How much time is the training dataset?

Question

How much time is the training dataset?

youngsuenXMLY opened this issue 5 years ago · 4 comments

Answer 1 · 2020-02-13T01:34:16.000Z

Hello, I trained the VCTK, and the training process looks like this

The VCTK dataset has 100+ speakers, and for every speaker, there are several utterances.
What if the utterance number is 1 for each speaker?

Answer 2 · 2020-02-13T03:32:43.000Z

Hello, I trained the VCTK, and the training process looks like this

The VCTK dataset has 100+ speakers, and for every speaker, there are several utterances.
What if the utterance number is 1 for each speaker?

Each speaker in VCTK corpus has a few hundreds of samples.
I think if you only take one utterance for each speaker then you don't have enough data to train.

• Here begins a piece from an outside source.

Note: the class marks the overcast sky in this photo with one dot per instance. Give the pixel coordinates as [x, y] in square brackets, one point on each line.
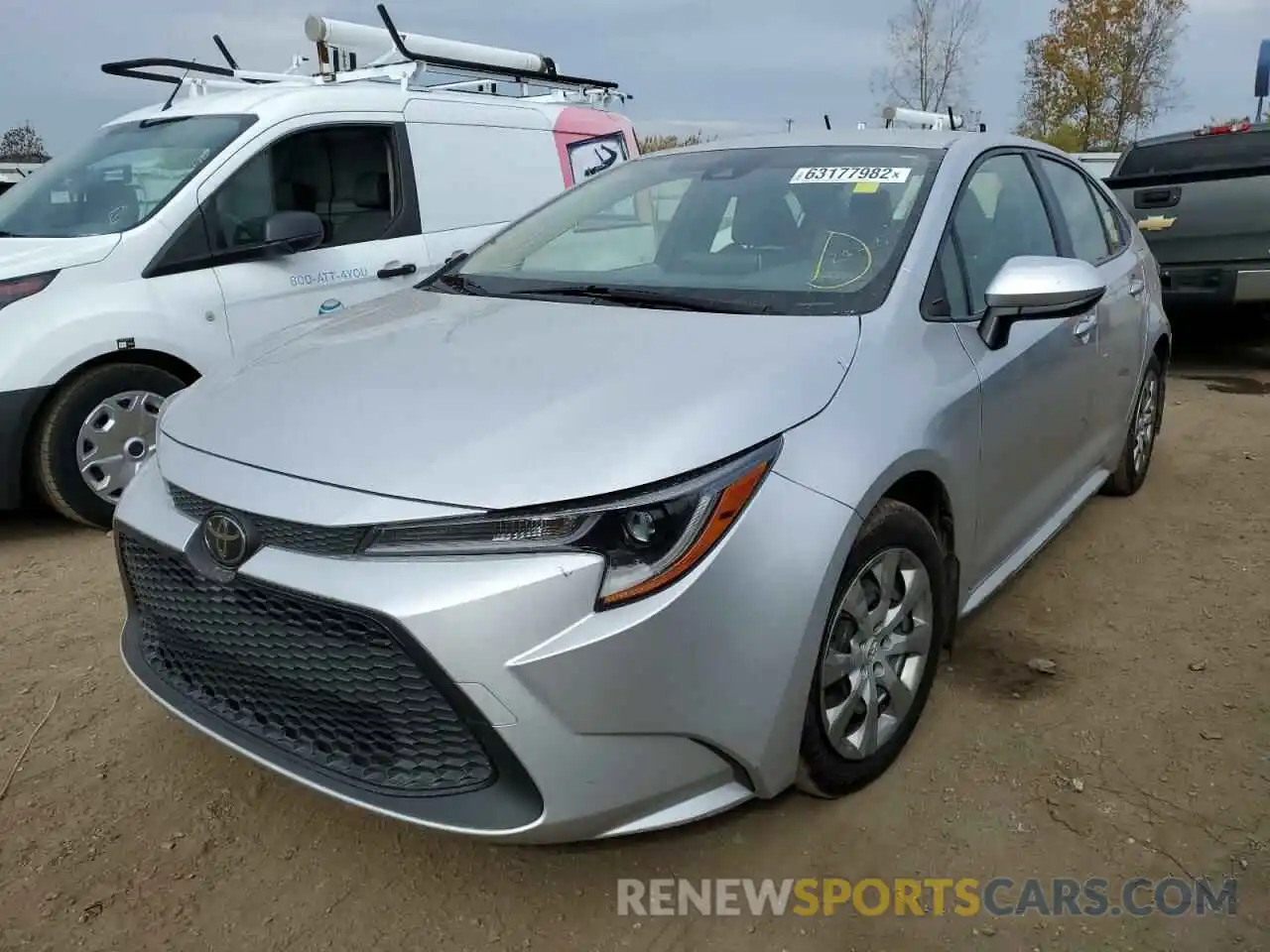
[740, 64]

Answer 3 · 2020-02-13T12:19:18.000Z

What about the situation that we have enough utterances, but only 1 or 2 utterances for a speaker?

Answer 4 · 2020-02-13T13:28:52.000Z

Hi, that's a good question. I haven't try a dataset like this so I don't kown how it'll perform.
I suppose it'll
have difficulty in speaker classification and speaker adversarial learning because there have to be a super-large softmax output layer for our model, i.e equal to number of speakers.